Kusayyın adı Zeyd, künyesi Ebul-Muğiredir. Ona Kusayy denilmesinin nedeni şudur: Rabia bin Haram bin Dınna bin Abd bin Kebir bin Uzra bin Saad bin Zeyd, Onun annesi olan Fatıma binti Saad bin Seyl -ki adı Cebrdir–: bin Cemale bin Avf ile evlenmişti. Fatıma aynı zamanda kardeşi Zührenin de annesidir. Babası, annesini alıp Şam bölgesinde bulunan Uzraya götürmüştü. Kadın da yaşının küçüklüğü nedeniyle Kusayyı da yanına almış fakat yaşı büyük olduğu için Zühre, kavmi arasında kalmıştı. Fatımanın Rebia bin Haramdan Rizah bin Rabia adında bir çocuğu da olmuştu. Buna göre Rizah, Kusayyın ana bir kardeşi oluyor. Rabianın başka bir kadından üç tane çocuğu daha vardı. Bunlar Hunn bin Rebia, Mahmud ve Culhume adında idiler. Hunn, Kusayyın ana bir kardeşidir de denilmiştir. Böylelikle Zeyd Rabianın himayesinde büyümüş oldu ve ona Kavminin yurdundan uzaklığı dolayısıyla (uzak anlamına gelen) Kusayy adı verildi. Kusayy, yaşı ilerleyinceye kadar Rebianın oğlu olarak biliniyordu. Onunla Kuzaadan bir kişi arasında bir anlaşmazlık çıkmış, Kuzaalı da, kavminin arasında olmayışından dolayı onu ayıplamıştı. Bunun üzerine Kusayy, annesinin yanına giderek, kendisine söylenen durum hakkında bilgi istedi. Annesi ona şöyle dedi: “Yavrucuğum, sen kişi olarak da, baban itibariyle de ondan daha üstün ve değerlisin. Sen Kilab bin Mürresin ve senin kavmin (akrabaların) Beytul-Haramın yanında, Mekkededirler. ”

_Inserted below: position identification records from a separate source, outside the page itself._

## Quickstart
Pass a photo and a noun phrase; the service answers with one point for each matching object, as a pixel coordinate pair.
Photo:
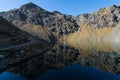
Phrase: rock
(33, 14)
(2, 56)
(104, 17)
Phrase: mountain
(104, 17)
(56, 22)
(10, 35)
(17, 45)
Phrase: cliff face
(104, 17)
(10, 35)
(59, 24)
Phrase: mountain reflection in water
(52, 65)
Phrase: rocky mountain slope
(59, 24)
(104, 17)
(17, 46)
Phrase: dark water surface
(73, 72)
(67, 63)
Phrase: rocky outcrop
(17, 46)
(11, 36)
(59, 24)
(105, 17)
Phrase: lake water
(73, 72)
(68, 63)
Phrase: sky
(71, 7)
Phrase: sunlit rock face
(59, 24)
(115, 39)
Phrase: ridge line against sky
(71, 7)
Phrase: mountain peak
(30, 5)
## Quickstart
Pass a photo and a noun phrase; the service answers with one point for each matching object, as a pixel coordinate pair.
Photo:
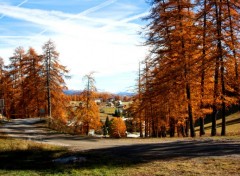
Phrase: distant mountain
(72, 92)
(125, 94)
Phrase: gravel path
(35, 129)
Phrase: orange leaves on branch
(117, 128)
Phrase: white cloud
(105, 45)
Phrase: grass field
(175, 156)
(23, 158)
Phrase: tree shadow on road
(41, 160)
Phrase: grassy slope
(19, 157)
(232, 125)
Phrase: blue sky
(98, 36)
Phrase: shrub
(117, 128)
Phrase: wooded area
(192, 69)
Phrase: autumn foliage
(117, 128)
(192, 69)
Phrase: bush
(117, 128)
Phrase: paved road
(35, 129)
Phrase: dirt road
(35, 129)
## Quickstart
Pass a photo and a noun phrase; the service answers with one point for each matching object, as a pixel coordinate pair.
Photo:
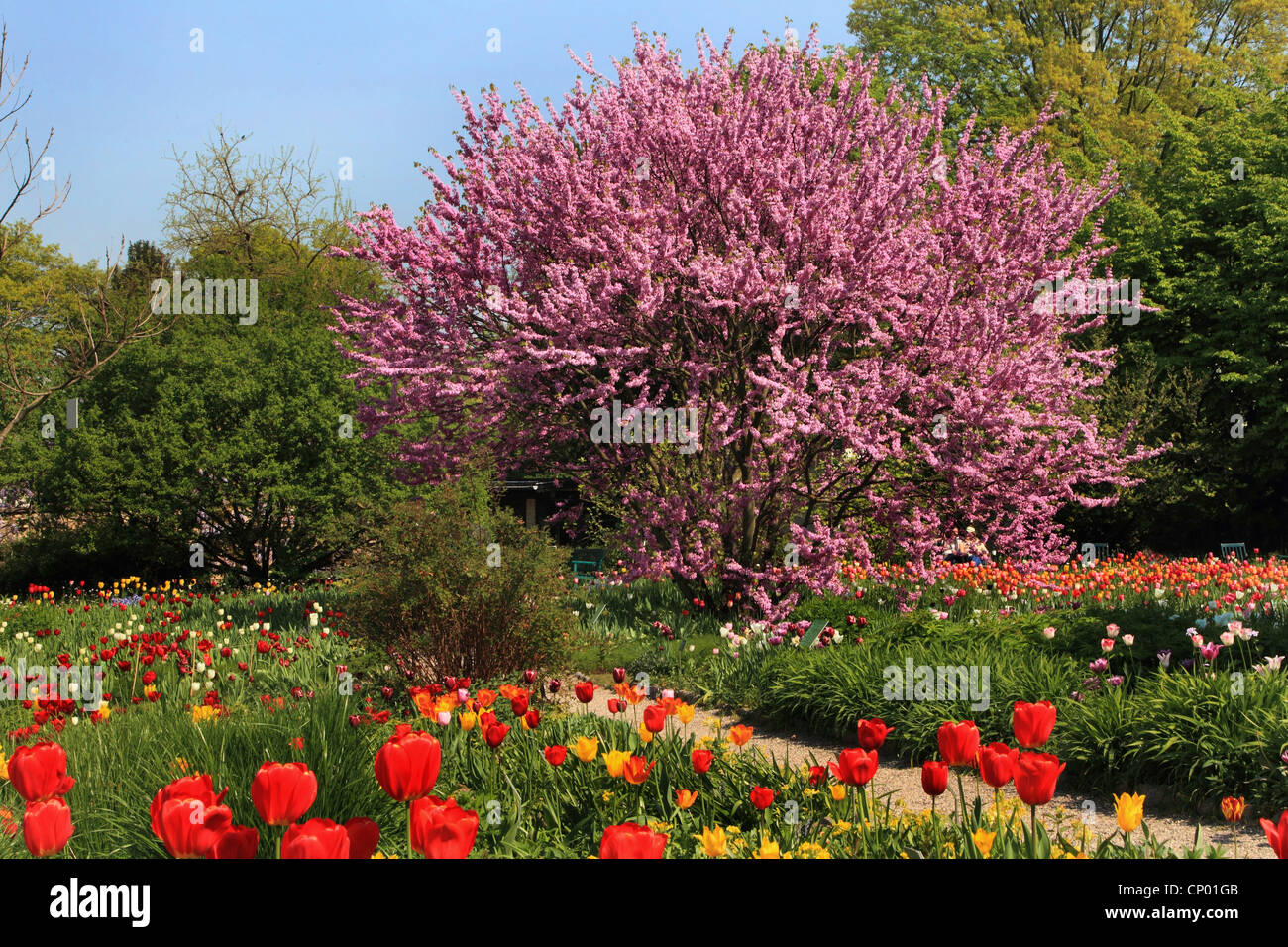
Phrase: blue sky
(120, 85)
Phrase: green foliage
(222, 433)
(434, 587)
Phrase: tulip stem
(934, 822)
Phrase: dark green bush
(456, 586)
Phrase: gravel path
(905, 784)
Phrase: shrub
(456, 586)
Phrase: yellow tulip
(1129, 810)
(616, 762)
(587, 749)
(983, 841)
(713, 841)
(768, 849)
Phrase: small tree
(60, 339)
(849, 312)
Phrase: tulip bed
(250, 690)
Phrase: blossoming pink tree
(848, 308)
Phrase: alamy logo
(53, 682)
(931, 684)
(209, 296)
(645, 425)
(73, 899)
(1082, 298)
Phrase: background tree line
(1189, 99)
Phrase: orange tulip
(636, 770)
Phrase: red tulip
(872, 733)
(47, 826)
(855, 767)
(189, 827)
(236, 841)
(283, 791)
(197, 787)
(555, 755)
(364, 836)
(934, 777)
(318, 838)
(442, 830)
(958, 742)
(655, 718)
(1031, 723)
(1034, 777)
(39, 772)
(1275, 835)
(997, 764)
(631, 840)
(407, 764)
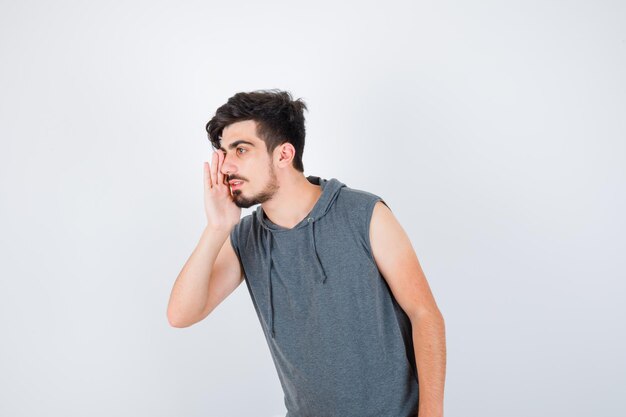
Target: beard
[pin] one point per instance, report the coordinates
(268, 192)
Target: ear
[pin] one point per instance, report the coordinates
(284, 154)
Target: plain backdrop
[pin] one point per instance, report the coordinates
(495, 130)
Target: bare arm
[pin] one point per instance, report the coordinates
(400, 267)
(212, 271)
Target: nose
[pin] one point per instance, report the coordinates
(227, 166)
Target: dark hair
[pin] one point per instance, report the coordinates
(279, 119)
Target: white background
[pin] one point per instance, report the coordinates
(495, 130)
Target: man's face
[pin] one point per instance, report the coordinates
(246, 159)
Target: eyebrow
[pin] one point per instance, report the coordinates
(237, 143)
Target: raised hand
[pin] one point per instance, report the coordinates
(221, 211)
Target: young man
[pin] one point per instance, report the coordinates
(348, 315)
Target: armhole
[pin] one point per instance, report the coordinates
(368, 221)
(235, 245)
(233, 238)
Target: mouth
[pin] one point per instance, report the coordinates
(235, 184)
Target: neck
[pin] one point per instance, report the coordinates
(295, 198)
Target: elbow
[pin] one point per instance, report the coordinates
(432, 314)
(176, 320)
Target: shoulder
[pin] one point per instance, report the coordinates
(241, 231)
(360, 202)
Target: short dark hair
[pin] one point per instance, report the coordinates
(279, 119)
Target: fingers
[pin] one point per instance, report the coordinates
(220, 176)
(214, 160)
(206, 175)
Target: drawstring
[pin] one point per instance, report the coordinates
(318, 263)
(317, 258)
(269, 276)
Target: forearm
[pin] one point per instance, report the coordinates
(190, 292)
(429, 342)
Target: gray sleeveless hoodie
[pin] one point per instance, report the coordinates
(341, 344)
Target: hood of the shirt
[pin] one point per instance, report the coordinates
(330, 191)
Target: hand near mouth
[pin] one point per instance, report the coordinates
(221, 211)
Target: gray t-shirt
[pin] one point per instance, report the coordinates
(341, 344)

Kusayy, haram aylar girinceye kadar sabredip (Hac ayları girince) Kuzaa hacılarıyla birlikte yola koyuldu. Sonunda Mekkeye vardı ve kardeşi Zühre ile kaldı. Daha sonra Huleyl bin Hubşiyye el-Huzainin kızı Hubhayı babasından istedi, o da kızını ona verdi. Huleyl, o sıralarda Kabenin işlerini görmekte idi. Hubha, Kusayydan; Abdüddar, Abdu Menaf, Abdul-uzza, Abdu Kusayy adındaki çocukları doğurdu. Kusayyın serveti çoğaldı, şerefi arttıkça arttı.
Huleyl vefat etti ve Kabenin işlerinin görülmesi görevini kızı, Hubhaya vasiyyet etti. Ancak Hubha: “Ben, Beytin kapısını açıp kapayamam.” dedi. Bunun üzerine oğlu Muhterişe Kabenin kapısını açıp kapamak görevini verdi. Muhteriş, aynı zamanda Ebu Gubşan diye de bilinir. Kusayy, Beytin işlerini görmek görevini EbU Gubşandan bir tulum şarap ve bir miktar öd ağacı karşılığında satın aldı. O zamandan bu yana Araplar bu durumu bir darb-ı meselle ifade eder oldular: “Bu satış Ebu Gubşaninkinden daha çok zarar etti.”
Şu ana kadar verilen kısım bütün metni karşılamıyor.